Speak up for secular politics, Anwar and three others tell Muslims
(Malay Mail Online) – Muslims must reject the commingling of religion and politics to avoid falling victim to religious extremists and authoritarian governments purporting to combat them, Datuk Seri Anwar Ibrahim has said in an opinion with three other Muslim world leaders.
In the piece published by Indonesian news portal The Jakarta Globe and in response to last month’s Charlie Hebdo massacre in Paris that was triggered by the magazine’s caricatures of Prophet Muhammad, the four also said that freedom of speech was an inalienable right in Islam.
The article was penned by Opposition Leader Anwar along with founder of Khlass Le Silence Felix Marquardt, president of the World Council of Religions for Peace Ghaleb Bencheikh, and imam and rector of the Great Mosque of Bordeaux Tareq Oubrou.
“We must stand up as Muslims to publicly voice our attachment to secularism in politics.
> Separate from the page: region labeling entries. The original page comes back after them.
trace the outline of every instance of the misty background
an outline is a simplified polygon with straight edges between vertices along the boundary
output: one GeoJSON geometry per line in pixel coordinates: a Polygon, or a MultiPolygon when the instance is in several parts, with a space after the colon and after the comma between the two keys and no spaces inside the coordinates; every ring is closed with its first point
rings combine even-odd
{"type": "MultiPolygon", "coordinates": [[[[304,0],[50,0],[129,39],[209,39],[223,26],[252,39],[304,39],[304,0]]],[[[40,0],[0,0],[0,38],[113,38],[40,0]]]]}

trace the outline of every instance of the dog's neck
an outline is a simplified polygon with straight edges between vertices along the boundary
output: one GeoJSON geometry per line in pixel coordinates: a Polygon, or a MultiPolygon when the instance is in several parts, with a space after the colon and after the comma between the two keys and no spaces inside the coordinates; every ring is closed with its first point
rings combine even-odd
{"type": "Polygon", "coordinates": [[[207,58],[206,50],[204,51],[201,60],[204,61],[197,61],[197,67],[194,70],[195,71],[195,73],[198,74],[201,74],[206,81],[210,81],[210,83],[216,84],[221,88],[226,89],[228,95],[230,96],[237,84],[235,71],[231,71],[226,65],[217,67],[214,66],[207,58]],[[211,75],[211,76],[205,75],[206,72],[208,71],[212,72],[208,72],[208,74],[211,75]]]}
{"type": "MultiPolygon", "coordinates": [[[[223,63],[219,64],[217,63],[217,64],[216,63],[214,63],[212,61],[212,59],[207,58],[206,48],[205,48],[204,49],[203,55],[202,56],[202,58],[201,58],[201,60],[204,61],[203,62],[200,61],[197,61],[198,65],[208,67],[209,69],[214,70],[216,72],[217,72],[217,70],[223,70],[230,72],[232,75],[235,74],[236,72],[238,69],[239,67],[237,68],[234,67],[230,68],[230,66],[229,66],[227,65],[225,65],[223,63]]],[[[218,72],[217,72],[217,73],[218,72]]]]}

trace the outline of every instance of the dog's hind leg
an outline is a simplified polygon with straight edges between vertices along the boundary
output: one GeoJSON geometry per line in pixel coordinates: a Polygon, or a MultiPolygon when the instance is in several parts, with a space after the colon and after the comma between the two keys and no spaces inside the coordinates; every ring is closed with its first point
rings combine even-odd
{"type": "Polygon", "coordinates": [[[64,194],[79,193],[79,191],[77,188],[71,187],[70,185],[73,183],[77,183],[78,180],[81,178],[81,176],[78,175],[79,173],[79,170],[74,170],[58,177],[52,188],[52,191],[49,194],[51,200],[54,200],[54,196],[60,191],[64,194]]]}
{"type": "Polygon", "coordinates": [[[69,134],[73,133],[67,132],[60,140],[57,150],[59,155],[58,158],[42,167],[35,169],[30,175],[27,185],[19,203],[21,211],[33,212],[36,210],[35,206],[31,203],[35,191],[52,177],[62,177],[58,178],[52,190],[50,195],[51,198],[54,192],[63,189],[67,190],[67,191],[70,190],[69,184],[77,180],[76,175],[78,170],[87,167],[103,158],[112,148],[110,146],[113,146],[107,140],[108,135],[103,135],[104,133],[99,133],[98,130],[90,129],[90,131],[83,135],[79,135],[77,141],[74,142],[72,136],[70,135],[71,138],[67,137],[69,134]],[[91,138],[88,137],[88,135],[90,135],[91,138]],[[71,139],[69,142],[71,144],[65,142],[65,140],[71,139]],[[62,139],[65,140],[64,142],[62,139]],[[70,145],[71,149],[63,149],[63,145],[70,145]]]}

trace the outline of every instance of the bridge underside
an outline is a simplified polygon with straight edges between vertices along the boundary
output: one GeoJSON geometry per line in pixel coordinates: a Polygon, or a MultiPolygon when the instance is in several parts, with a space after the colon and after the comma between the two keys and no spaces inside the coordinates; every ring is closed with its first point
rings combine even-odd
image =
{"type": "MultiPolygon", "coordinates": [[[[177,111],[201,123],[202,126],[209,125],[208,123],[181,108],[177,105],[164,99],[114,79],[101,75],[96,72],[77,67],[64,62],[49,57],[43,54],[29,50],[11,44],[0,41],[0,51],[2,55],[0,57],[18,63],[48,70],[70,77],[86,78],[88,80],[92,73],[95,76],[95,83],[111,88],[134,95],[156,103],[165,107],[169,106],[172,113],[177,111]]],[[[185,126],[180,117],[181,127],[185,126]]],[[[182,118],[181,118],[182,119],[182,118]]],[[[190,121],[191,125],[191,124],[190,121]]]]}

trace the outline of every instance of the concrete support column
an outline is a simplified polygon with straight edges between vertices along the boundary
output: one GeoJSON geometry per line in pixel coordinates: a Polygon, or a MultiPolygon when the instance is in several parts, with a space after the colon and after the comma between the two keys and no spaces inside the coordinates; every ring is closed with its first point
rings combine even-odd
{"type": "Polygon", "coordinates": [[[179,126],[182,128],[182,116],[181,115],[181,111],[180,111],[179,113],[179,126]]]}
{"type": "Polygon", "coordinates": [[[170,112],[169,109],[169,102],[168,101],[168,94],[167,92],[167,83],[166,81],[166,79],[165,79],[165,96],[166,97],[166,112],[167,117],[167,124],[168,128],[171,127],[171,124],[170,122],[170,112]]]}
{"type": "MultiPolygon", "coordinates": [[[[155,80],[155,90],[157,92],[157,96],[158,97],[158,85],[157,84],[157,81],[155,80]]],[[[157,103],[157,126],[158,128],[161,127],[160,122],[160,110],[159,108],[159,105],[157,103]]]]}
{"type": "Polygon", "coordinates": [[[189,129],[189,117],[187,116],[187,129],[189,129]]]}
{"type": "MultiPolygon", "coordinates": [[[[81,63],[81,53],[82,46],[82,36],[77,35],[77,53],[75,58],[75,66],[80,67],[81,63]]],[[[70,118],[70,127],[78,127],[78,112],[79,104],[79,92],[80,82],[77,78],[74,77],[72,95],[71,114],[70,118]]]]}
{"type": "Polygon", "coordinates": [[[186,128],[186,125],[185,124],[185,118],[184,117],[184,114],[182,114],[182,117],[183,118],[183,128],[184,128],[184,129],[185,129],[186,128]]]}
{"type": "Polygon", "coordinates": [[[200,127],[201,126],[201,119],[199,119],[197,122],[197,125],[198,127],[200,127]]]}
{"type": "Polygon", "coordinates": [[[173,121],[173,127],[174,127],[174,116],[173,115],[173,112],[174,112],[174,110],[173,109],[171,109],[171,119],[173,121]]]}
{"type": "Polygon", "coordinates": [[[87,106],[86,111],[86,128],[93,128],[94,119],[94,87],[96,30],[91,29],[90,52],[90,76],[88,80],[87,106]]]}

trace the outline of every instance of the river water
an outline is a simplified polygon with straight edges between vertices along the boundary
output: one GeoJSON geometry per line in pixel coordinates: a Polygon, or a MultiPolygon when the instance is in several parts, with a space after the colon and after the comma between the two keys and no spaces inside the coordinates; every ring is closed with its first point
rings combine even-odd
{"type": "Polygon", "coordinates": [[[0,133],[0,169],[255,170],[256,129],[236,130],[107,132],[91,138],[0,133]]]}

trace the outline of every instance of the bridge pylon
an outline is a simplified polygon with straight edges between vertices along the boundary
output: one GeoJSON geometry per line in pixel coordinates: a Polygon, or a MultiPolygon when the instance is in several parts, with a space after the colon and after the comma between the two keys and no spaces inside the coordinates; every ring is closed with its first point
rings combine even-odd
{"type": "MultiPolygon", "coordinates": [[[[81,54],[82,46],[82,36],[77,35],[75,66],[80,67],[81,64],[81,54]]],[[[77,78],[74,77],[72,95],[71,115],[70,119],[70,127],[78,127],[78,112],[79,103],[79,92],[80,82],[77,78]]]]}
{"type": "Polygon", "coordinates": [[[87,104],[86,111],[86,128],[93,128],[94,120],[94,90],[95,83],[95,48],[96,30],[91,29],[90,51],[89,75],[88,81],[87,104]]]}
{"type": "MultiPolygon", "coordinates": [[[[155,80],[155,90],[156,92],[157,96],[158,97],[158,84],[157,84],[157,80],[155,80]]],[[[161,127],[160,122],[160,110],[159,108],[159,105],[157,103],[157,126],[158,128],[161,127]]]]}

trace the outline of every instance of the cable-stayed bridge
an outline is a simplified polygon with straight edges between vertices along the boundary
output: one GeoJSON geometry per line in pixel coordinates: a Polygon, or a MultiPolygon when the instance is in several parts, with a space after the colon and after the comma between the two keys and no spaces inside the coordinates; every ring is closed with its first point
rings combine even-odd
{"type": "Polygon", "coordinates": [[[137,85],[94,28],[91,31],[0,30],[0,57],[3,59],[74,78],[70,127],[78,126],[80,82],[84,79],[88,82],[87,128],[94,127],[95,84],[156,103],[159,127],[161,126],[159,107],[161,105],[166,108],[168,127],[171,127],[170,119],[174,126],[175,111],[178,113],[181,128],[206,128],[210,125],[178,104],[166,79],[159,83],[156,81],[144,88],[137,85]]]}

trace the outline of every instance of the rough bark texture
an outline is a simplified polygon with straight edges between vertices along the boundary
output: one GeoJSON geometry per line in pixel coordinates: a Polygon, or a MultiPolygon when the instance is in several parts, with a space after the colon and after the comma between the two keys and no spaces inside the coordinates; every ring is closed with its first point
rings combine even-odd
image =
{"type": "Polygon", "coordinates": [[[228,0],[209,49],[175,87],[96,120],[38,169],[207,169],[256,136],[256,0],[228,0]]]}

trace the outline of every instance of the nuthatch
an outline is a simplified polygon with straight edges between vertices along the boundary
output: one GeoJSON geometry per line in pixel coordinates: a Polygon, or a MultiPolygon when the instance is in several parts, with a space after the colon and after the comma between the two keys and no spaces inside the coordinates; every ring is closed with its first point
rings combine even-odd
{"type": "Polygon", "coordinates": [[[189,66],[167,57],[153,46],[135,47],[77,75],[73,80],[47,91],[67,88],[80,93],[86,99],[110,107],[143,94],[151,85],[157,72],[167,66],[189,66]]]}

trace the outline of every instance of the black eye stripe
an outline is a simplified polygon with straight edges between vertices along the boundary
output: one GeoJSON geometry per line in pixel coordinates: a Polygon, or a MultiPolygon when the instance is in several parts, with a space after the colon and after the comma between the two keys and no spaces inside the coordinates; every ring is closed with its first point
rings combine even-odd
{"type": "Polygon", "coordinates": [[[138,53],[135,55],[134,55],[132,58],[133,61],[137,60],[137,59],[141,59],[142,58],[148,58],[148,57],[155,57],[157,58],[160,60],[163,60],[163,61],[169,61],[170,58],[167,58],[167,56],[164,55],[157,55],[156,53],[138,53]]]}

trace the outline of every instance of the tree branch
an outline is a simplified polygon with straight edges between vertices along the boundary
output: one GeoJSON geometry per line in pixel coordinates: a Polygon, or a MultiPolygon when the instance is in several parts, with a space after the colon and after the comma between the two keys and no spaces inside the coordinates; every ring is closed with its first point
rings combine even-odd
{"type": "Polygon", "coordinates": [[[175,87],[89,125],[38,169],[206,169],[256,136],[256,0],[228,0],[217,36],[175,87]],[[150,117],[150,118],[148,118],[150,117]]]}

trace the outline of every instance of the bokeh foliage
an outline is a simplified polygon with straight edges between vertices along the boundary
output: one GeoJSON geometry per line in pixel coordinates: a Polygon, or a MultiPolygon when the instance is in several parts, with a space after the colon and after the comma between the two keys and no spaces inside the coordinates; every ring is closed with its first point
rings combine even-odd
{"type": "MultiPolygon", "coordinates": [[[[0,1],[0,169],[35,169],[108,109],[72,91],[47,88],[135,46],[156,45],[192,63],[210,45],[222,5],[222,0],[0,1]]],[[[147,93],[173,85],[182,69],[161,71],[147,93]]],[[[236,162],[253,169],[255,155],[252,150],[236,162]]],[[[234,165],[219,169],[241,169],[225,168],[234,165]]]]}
Let us never forget that on a global scale, Muslims themselves are the first victims of both the fundamentalists who claim to represent Islam and of secular dictators who claim they are the only resort to contain those fundamentalists,” the four said.
In the article titled “Islam is a victim of global terrorists”, the quartet condemned the “barbarous” killings in Paris by Islamist gunmen and said that violence — physical or verbal — was not the way Muslims should defend their faith.
The Charlie Hebdo massacre and resultant killings were not simply an attack against the press, the four said when categorising the murders as an assault on Islam by portraying the religion as closely link to terrorism.
The group also spoke of a pressing need for Muslim religious leaders to combat the hijacking of Islam by fundamentalists, noting that the last meaningful reform of the religion occurred over a century ago.
“There is undeniably a very real contemporary problem of manipulation of the Quran and of prophecies by certain self-proclaimed theologians, preachers and exegetes with a warped understanding of Islam.
“Muslim religious leaders must be aware of their crucial responsibility,” they said.
“Whatever the nationality and religious creed, humans must be free to approach their citizenship and relation to religion as they see fit.”
Twelve editorial staff members from Charlie Hebdo were killed in a massacre on January 7 when Islamist gunmen stormed the magazine’s office in Paris to protest its publication of cartoons depicting the Prophet Muhammad.
Malaysia’s secularity is increasingly disputed by Muslim leaders who maintain that the country is an Islamic state by dint of the Federal Constitution article that states Islam is the religion of the federation.
The government is also giving greater prominence to Islamic laws and authorities in the country, prompting concerned groups and luminaries to press Putrajaya to reaffirm the country’s secularity and reverse the gradual Islamisation of Malaysia and its laws.